| Action
is essential, even if we’re doomed
By KEN MIDKIFF
Published
Friday, February 22, 2008
(http://archive.columbiatribune.com/2008/feb/20080222comm002.asp)
Is it too late?
There are those who assert that no matter what we do - conserving
energy, turning to nonpolluting sources of electricity, getting
around in hybrid or zero-emission vehicles - we might be doomed.
Although the
United Nations’ prestigious Intergovernmental Panel on Climate
Change issued a dire warning that we had maybe two or three years
to turn things around by making dramatic changes, more and more
climatologists are convinced the time for action is past. They claim
what we have done is irreversible. Just as it takes decades to foul
the upper atmosphere, it will take an equal amount of time for greenhouse
gases to return to a normal level.
In the meantime,
they assert, what has been done will cause the planet’s temperature
to rise dramatically and suddenly, dooming our way of life and the
lives of most living things.
This is attributable
to feedback.
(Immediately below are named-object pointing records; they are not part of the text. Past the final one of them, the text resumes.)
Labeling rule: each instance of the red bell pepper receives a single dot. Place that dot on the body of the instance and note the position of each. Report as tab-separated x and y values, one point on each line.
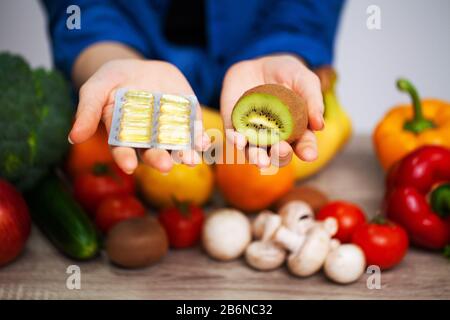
408	184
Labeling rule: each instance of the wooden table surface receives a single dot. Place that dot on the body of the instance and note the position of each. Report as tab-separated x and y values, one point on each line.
40	272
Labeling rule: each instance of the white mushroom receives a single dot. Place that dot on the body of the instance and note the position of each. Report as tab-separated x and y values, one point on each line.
312	254
265	255
297	216
345	264
265	225
226	234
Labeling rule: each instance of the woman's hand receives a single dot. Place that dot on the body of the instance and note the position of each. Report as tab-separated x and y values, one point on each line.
286	70
96	103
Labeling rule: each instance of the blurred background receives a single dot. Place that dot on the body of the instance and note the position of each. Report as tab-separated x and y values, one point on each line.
413	42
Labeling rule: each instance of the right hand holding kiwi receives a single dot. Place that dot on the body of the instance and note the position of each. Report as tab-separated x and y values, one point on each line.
272	101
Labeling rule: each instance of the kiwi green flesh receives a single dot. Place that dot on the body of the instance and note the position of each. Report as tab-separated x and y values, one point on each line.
264	119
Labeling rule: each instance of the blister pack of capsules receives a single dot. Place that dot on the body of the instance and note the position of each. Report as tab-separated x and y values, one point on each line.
143	119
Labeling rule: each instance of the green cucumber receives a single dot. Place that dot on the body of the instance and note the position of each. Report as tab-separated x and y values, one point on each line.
62	219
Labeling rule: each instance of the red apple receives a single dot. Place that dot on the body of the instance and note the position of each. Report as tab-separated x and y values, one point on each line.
15	223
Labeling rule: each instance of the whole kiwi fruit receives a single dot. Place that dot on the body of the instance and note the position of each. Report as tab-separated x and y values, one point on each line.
270	113
136	242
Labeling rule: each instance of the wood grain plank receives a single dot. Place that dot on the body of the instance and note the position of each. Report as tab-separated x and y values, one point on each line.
40	272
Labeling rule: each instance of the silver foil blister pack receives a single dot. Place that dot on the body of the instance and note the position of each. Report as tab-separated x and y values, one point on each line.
143	119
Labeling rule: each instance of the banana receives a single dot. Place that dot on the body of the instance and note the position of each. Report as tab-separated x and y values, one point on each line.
330	140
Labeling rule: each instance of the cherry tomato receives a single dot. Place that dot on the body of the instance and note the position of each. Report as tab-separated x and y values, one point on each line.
348	216
183	224
101	182
384	243
115	209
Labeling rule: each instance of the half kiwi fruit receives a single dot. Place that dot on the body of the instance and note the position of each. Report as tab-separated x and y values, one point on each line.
270	113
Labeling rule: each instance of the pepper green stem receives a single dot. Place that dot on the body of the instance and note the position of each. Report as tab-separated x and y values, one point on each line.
418	123
440	200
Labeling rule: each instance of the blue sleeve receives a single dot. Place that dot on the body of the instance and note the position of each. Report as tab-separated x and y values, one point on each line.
101	20
303	27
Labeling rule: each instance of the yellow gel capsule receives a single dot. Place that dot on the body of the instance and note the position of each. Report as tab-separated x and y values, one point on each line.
171	98
139	95
134	134
168	118
165	136
174	108
173	127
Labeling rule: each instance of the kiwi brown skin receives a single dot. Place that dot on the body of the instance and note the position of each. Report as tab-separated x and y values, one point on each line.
294	102
136	242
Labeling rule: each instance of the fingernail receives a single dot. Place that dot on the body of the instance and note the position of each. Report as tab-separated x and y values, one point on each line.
309	154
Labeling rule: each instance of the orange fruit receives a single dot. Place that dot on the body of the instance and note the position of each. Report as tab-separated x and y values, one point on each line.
82	156
184	183
246	188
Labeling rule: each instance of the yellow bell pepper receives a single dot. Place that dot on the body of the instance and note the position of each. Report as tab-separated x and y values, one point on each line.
332	138
405	128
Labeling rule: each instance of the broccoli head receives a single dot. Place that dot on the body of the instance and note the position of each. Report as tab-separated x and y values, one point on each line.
35	117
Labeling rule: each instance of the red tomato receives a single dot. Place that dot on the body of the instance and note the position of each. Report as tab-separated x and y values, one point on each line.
101	182
15	223
384	244
348	216
183	224
115	209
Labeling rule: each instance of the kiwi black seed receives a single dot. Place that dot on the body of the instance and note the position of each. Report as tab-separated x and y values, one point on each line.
270	113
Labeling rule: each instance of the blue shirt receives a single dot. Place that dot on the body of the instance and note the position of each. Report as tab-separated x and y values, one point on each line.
235	30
The doom-and-gloom scenario goes something like this:
Increased temperatures
are melting the Arctic snowpack, exposing bare dirt to sunlight.
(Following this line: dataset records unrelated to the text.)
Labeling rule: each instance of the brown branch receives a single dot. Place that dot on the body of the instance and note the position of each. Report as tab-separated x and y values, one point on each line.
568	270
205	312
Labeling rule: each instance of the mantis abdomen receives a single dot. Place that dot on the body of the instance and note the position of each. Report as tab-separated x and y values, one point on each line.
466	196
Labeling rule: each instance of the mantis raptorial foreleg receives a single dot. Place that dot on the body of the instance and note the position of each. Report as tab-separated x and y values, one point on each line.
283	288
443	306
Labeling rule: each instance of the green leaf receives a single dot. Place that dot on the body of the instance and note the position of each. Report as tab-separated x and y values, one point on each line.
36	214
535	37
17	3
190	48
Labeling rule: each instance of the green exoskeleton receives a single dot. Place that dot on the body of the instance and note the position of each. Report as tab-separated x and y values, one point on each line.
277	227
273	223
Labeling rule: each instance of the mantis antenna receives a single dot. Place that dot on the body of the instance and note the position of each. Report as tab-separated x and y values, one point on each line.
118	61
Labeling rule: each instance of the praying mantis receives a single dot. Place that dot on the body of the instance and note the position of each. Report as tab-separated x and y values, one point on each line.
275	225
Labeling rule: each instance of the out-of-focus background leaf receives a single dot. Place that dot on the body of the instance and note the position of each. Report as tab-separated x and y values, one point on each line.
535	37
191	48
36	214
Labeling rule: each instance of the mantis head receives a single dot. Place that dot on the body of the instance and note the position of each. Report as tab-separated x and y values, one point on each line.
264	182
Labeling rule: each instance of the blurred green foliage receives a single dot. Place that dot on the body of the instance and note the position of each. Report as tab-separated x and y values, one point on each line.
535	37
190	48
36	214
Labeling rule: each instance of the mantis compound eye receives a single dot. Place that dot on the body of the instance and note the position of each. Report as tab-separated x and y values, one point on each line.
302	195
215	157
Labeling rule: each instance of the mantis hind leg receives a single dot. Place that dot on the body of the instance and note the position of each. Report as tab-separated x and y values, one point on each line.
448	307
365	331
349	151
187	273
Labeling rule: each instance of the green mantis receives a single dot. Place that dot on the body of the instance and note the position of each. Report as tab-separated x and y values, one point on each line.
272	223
Rather than the snow reflecting the sunlight, the dirt absorbs it,
causing things in the north polar region to quickly heat up, causing
more melting, and on and on we go.
Likewise, the
Earth’s oceans have warmed to the point that they can no longer
act as a mechanism for capturing colder air but will instead contribute
to warming. Again, this process is ongoing. The warmer things get,
the less able the oceans are to absorb heat, and the temperature
goes up.
The polar ice
caps will melt. Glaciers will convert to water. The icy covering
of Greenland will be no more. Ocean levels will rise - inundating
cities built slightly above current sea level. The latter is quite
serious. Up to 65 percent of humans live in the danger zones along
the planet’s coasts.
Gloom and doom?
Perhaps. Or it could be just a dose of reality.
We cannot keep
on doing the same things and expect different results. That’s
Albert Einstein’s definition of insanity. We can’t keep
on sending carbon dioxide and methane into the upper atmosphere
and expect anything other than a planetary temperature increase.
But in our zeal
to continue doing things the same way, we are more than willing
to doom the planet in the long term. The Kansas Legislature voted
to allow the Sunflower Electric plant to be constructed without
any controls on carbon dioxide. The Columbia City Council voted
to buy 25 megawatts of electricity produced by Peabody’s coal-fired
Prairie State plant. We manufacture more gas-guzzling monster SUVs,
with tailpipe emissions contributing mightily to an increase in
greenhouse gases. More of everything that is most harmful - but
there are those who insist we keep on keeping on without realizing
that they’re acting counter to their own welfare.
There are, to
be sure, a few skeptics. There was never any doubt that greenhouse
gases (carbon dioxide, methane, water vapor) caused our climate
to be clement and that more gases in the upper atmosphere would
cause the planet to become warmer. But skeptics have now determined
it is futile to argue that the planetary temperature is not rising
- every measurement demonstrates that it is. The arguments now are
about human responsibility and which areas will be affected and
how.
As to the first
argument, the global-warming skeptics are willing to gamble with
everyone’s lives. If human activities are responsible for
raising the level of greenhouse gases and no contrary action is
taken, the gamble fails. That is not a risk that should be taken.
At what level
of certainty is a seat belt to be fastened? Even if we are just
contributing to (not totally causing) global warming, we need to
find nonpolluting ways of doing things.
There are, indeed,
vast differences of opinion about the effects of global warming
in the next decade or so. It could well be that the Midwest will
experience weather that is a bit cooler on average. It could well
be that the desert Southwest will become uninhabitable.
It could well
be that hotheads in Kansas will become a bit cooler. The problem
is that all short-term projections (except the temperature of state
senators) are based on computer models - and the data dictate what
will come out. Different data result in different conclusions.
But that’s
in the short term. In this mess of uncertainty, one thing is clear:
All computer models agree that in the long term - beyond 10 years
- unless dramatic changes occur immediately, the Earth’s temperature
will soar to the point that we’ll all be forced to move to
Canada and bananas will grow in Iceland. It won’t be "climate
change" any longer, it’ll become global heating. Rather
than 1 degree higher on average, it will become 10 degrees. Rather
than an inch or two of sea level rise, this will be measured in
feet.
It need not
be this way (unless the doom and gloomers are correct). We need
not move to Hudson Bay or live in caves with no electricity or heat.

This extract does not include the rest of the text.